Венок на могилу ветра (Черчесов) - страница 38

Сумерки спустились быстро, как по льду. Едва успев обернуться до их наступления и греясь в доме у жарко натопленного очага, мужчины невольно считали, как далеко можно забраться в горы, если «бродить» по ним целый октябрьский день да еще и весь вечер в придачу. Подняв увечную пясть, друг повертел ею у себя перед носом, потом приложил к рубцу указательный палец левой руки и сказал:

— Из трех так запросто четыре не вылепишь. Гляди.

Мужчина понял и ухмыльнулся. Тем временем друг растопырил трехпалую кисть и, снова поднеся к ней указательный палец здоровой руки, быстро свернул перед ним кукиш:

— Пусть знает, на что его упрямство напорется… Не гость и не сосед — это верно. Коли так, как бы за врага в темноте не приняли.

— Брось, — мягко ответил мужчина. — Раньше времени не горячись.

А сам подумал: сейчас он войдет в дверной проем и, как ни в чем не бывало, усядется рядом. Не надо себя обманывать. Все мы знаем, что ничего с ним не станется.

Они услышали, как за стеной порвалась тьма и тут же заволновались кони. Лишь кобыла пришельца всхрапнула и радостно застучала подковой по земле. «Ну вот, — подумал мужчина, — он уже здесь».

Но был чужак не один. Еще сидя внутри, они это поняли по нахлынувшим звукам, однако, пока не убедились воочию, никто из них не поверил. Выскочив наружу, они увидели, как он идет, не торопясь, к хадзару, а у его ноги послушно трусит тень.

— Черт бы его побрал, — пробормотал ошалело друг. — Или мне все это снится, или я сам снюсь какому-то дураку.

— Нет, — возразил мужчина, — не снится. Хуже всего, что мне это не снится тоже…

— Черт бы его побрал, — повторил друг и крепко схватил за гриву своего играющего коня.

— Это даже не волк, — сказал мужчина. — Ты только погляди…

Они приблизились, и сомнений уже не осталось.

— Добрый вечер, — поздоровался чужак. — Уймите коней. По всему видать, пес спокойный. На обратном пути прибился…

Потом вежливо добавил, разбавив их молчание:

— Места здесь у вас свободные… Красиво!

Поздно ночью мужчина проснулся и, услыхав по настороженной тишине, что женщина тоже не спит, спросил:

— Как он назвал свое имя? Не помнишь?

— Такое не забывается, — ответила женщина. — Оно для него — все равно что радуга для лужи… Ацамаз[6].

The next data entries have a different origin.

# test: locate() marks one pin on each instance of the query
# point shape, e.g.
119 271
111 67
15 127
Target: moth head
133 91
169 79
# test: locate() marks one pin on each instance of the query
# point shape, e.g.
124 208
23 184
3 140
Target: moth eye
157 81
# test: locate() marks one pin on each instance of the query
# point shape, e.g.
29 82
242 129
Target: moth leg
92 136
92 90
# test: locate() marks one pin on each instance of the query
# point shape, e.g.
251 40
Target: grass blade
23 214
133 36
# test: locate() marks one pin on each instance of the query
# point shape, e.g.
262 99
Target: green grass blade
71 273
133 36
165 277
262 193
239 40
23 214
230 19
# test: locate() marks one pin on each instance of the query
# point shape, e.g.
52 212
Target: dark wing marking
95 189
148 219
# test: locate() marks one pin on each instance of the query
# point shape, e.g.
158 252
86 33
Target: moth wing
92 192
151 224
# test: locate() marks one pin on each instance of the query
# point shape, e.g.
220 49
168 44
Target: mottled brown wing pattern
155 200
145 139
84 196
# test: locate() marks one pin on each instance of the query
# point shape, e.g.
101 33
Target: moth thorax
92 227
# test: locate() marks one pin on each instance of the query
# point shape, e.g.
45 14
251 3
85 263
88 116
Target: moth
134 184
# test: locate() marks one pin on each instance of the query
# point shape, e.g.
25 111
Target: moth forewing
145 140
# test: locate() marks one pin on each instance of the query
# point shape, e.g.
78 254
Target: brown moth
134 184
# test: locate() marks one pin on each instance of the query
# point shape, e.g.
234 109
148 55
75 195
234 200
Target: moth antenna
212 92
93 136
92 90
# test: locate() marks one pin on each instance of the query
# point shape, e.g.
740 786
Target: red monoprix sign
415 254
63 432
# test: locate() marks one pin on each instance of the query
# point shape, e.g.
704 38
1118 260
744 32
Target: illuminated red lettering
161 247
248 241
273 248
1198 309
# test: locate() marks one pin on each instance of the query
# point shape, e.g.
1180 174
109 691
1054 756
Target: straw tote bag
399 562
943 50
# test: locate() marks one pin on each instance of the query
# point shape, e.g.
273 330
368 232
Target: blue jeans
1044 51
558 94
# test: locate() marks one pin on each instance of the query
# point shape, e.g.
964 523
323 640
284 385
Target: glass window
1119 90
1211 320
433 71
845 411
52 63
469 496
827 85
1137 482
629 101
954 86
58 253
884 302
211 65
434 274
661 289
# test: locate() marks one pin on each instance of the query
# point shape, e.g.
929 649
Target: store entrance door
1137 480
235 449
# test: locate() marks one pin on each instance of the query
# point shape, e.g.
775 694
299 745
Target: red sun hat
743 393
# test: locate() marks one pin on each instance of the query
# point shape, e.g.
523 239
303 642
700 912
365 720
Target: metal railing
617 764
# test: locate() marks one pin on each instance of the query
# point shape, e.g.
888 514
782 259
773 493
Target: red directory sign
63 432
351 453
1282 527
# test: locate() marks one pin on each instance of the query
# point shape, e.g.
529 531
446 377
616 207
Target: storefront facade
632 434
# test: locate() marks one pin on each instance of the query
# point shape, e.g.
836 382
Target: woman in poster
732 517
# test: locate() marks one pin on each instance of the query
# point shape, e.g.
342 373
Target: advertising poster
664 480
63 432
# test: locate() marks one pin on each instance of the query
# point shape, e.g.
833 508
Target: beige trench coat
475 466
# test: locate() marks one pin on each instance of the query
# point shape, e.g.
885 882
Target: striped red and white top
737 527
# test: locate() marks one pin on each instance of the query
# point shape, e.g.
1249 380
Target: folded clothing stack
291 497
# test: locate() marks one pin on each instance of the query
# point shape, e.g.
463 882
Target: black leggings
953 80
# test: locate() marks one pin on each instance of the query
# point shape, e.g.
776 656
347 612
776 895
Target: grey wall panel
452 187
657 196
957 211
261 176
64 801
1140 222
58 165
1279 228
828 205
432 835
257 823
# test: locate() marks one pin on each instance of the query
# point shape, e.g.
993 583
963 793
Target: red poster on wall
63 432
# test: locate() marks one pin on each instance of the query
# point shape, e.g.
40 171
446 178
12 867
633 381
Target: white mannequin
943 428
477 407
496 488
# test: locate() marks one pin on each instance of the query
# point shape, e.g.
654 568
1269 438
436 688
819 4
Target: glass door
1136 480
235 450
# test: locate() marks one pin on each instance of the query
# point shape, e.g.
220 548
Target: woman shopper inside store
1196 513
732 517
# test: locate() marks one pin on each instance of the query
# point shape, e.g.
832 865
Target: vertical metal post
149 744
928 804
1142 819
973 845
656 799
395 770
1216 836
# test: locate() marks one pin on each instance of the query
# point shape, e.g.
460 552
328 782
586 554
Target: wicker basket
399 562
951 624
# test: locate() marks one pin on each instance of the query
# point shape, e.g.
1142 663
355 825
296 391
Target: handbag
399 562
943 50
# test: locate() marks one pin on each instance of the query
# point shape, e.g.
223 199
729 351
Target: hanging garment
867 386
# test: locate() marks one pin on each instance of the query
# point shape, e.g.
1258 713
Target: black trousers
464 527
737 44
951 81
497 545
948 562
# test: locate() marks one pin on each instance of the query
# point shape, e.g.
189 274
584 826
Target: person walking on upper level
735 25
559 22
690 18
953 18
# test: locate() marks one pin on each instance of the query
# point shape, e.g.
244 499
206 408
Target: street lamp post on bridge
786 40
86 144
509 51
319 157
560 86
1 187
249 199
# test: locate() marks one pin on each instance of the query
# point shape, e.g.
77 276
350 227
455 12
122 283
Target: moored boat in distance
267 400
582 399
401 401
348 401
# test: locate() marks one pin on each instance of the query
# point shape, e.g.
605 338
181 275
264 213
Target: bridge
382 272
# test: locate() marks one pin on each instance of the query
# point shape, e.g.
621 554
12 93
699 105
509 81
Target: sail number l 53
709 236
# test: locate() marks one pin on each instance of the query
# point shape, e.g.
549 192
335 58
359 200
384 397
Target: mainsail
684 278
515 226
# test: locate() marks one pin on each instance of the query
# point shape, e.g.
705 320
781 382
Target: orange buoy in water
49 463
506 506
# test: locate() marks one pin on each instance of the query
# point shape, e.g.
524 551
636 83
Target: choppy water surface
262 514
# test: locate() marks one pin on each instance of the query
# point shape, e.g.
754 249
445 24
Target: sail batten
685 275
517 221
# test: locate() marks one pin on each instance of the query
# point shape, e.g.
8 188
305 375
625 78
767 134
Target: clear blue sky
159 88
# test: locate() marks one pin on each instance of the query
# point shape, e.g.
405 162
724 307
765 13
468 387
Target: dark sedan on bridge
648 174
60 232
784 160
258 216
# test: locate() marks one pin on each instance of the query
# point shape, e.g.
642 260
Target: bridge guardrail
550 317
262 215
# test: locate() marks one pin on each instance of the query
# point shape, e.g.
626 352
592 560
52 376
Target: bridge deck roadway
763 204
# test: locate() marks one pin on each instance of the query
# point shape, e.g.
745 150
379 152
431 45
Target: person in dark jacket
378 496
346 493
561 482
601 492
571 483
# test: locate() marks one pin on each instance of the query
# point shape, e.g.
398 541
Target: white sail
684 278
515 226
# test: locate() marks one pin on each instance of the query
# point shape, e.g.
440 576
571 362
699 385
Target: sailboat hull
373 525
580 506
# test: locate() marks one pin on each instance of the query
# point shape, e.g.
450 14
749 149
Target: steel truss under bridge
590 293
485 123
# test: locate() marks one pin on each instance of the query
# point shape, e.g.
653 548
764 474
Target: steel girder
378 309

— Ацамаз? — повторил мужчина и, хмыкнув, надолго замолчал. Потом сказал: — Тут одной радуги будет мало. Оно для него все равно что весь свет, завернутый в горсточку праха. Коли он запоет, так весны нам лет сто не дождаться… Если и живет в нем какая песня, так — погребальная.

Они услышали злобное рычание за стеной, и женщина крепче прижалась к мужчине. Полежав так с четверть часа, плотно обхватив друг друга руками, они внушали себе, что ничто и никогда не сумеет их разлучить.